Home Affairs considers itself to be closer to the start of its adoption of AI, with the present focus on framing a department-wide “conversation” about the technology after earlier behind-the-scenes preparatory work.
Speaking at the ServiceNow Federal Forum in Canberra, CIO and first assistant secretary of digital delivery services Matt Hay said Home Affairs had an interest in three forms of AI: assisted, embedded and agentic.
“We’re trying to position conversations in the context of the notion of assisted AI, Copilot being an obvious example there,” Hay said.
Embedded AI is more related to AI capabilities built into existing platforms, such as ServiceNow, which Home Affairs uses for SecOps and other security-oriented use cases.
“ServiceNow is a really good example [of embedded AI]. We’re a ServiceNow user, it comes with AI capability. How do we want to unlock that?” Hay said.
Lastly, the department is looking at agentic AI although it was not clear what the specific use cases for this might be.
“We’re trying to frame conversations and a strategy and approach across those three [AI] domains,” Hay said.
“We're very much, I think, right now at the start in the assisted space and what we can do from [a] productivity [perspective], and we've also organisationally looked at it from an operating model perspective,” he said.
The department laid foundations for a more coordinated internal conversation on data and AI earlier this year when it restructured, bringing “data and AI capabilities in the organisation much closer into a technology group”.
“Now we're thinking about how we operationalise that,” Hay said.
“I think one of the things that we're really thinking about is how do we create some sort of incubator where we can look at really deliberate use cases, start slow and steady to prove value and then how do we then get them into broader use.
“That's where we're at at the moment.”
Broader prioritisation focus
Hay said that more broadly in the technology space at Home Affairs, one of the main challenges is around “prioritisation” of activities and even resourcing applied to the various platforms and applications under its purview.
“Home Affairs is a very diverse portfolio, with lots of challenges,” Hay said.
“I think right now our biggest challenge is prioritisation. Demand, particularly for IT-enabled change, always exceeds our ability to resource that and fund it, so how do we prioritise effectively across different domains, which are really important to the country.
“You've got trade and cargo, you've got national security, you've got securing our borders through travel movements.

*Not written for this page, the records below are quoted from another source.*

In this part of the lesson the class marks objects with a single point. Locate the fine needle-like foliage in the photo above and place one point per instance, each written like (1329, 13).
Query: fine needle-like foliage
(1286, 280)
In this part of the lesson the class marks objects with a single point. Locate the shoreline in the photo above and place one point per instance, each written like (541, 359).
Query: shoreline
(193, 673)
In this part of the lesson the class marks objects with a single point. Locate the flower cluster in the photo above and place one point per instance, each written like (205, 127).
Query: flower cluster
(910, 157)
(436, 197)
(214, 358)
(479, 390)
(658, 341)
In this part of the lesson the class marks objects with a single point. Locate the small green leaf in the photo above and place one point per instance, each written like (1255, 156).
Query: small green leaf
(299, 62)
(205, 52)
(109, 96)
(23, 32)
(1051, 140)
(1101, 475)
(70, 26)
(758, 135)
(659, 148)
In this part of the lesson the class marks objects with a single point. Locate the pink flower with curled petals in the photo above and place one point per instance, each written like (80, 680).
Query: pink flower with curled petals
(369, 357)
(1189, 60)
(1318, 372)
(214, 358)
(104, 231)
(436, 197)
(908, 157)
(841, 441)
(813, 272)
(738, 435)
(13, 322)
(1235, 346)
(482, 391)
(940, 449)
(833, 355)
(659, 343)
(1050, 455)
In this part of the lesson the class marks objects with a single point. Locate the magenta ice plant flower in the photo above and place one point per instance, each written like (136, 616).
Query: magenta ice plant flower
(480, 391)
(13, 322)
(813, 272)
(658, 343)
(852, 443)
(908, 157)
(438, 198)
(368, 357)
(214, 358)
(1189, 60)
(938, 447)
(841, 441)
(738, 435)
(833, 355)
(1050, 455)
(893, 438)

We've got to think about investments in technology as well and AI.
“So I think prioritisation is the real key.”
Hay said that the focus on prioritisation was not just about what new work to undertake, but also how to manage existing assets and systems.
“In the current environment, we're even starting to think about prioritisation in a run and operate space,” he said.
“We've got a very diverse application and platform suite.
“In the current environment, I think the conversation we're having right now is [that] not every platform, not every application serves the same purpose and therefore has the same value, so from a day-to-day basis, how do we allocate resources and money across that application and platform portfolio?
“That's not just a money and technology thing. It's a cultural and change management challenge as well.”